Department of Medicine, Division of Infectious Diseases, Stanford University, Stanford, CA 94305, USA.
Bioinformatics. 2010 Dec 1;26(23):2929-32. doi: 10.1093/bioinformatics/btq570. Epub 2010 Oct 11.
G → A hypermutation is an innate antiviral defense mechanism, mediated by host enzymes, which leads to the mutational impairment of viruses. Sensitive and specific identification of host-mediated G → A hypermutation is a novel sequence analysis challenge, particularly for viral deep sequencing studies. For example, two of the most common hepatitis B virus (HBV) reverse transcriptase (RT) drug-resistance mutations, A181T and M204I, arise from G → A changes and are routinely detected as low-abundance variants in nearly all HBV deep sequencing samples.
We developed a classification model using measures of G → A excess and predicted indicators of lethal mutation and applied this model to 325 920 unique deep sequencing reads from plasma virus samples from 45 drug treatment-naïve HBV-infected individuals. The 2.9% of sequence reads that were classified as hypermutated by our model included most of the reads with A181T and/or M204I, indicating the usefulness of this model for distinguishing viral adaptive changes from host-mediated viral editing.
Source code and sequence data are available at http://hivdb.stanford.edu/pages/resources.html.

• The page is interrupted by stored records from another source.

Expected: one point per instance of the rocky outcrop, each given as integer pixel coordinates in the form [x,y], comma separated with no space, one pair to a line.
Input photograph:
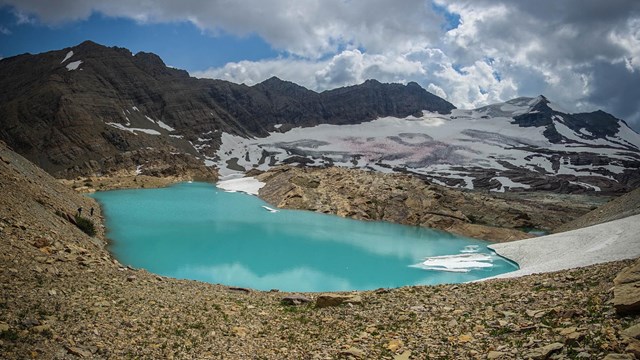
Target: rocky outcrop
[68,121]
[408,200]
[65,297]
[618,208]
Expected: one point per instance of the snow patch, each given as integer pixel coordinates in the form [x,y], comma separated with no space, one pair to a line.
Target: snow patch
[612,241]
[506,182]
[247,185]
[164,126]
[67,57]
[269,209]
[133,130]
[73,65]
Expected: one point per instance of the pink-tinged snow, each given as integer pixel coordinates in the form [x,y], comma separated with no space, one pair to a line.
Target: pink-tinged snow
[432,145]
[73,65]
[160,124]
[67,57]
[133,130]
[611,241]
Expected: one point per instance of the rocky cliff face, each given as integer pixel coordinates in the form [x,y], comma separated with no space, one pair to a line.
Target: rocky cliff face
[409,200]
[71,109]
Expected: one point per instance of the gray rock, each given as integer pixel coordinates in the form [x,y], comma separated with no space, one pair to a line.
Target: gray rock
[295,300]
[544,352]
[327,300]
[626,294]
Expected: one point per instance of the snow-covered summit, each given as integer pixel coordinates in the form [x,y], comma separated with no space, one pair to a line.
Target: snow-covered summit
[524,143]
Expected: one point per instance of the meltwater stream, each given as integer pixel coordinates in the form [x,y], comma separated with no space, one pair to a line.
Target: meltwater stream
[196,231]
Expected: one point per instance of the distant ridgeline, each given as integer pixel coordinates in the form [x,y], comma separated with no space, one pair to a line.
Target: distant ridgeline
[92,109]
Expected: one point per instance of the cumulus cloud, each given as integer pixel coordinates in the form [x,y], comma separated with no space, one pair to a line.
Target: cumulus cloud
[308,28]
[584,54]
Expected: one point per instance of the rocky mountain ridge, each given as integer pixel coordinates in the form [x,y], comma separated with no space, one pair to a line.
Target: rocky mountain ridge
[65,297]
[404,199]
[68,110]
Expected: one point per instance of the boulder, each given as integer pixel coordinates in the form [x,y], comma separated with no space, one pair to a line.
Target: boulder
[295,300]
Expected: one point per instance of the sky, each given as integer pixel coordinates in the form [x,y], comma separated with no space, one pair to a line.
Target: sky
[581,54]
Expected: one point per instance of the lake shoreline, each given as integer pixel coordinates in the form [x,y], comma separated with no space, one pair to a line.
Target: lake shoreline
[66,297]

Supplementary data are available at Bioinformatics online.
G→A 超突变是一种由宿主酶介导的先天抗病毒防御机制,导致病毒的突变损伤。宿主介导的 G→A 超突变的敏感和特异性识别是一种新的序列分析挑战,特别是对于病毒深度测序研究。例如,两种最常见的乙型肝炎病毒 (HBV) 逆转录酶 (RT) 耐药突变,A181T 和 M204I,源自 G→A 变化,并且在几乎所有 HBV 深度测序样本中通常以低丰度变体检测到。
我们使用 G→A 过剩的度量标准和预测致命突变的指标开发了一个分类模型,并将该模型应用于来自 45 名未接受药物治疗的 HBV 感染个体的血浆病毒样本的 325920 个独特的深度测序读段。我们的模型分类为超突变的 2.9%的序列读段包括大多数具有 A181T 和/或 M204I 的读段,表明该模型可用于区分病毒适应性变化与宿主介导的病毒编辑。
源代码和序列数据可在 http://hivdb.stanford.edu/pages/resources.html 获得。
补充资料可在生物信息学在线获得。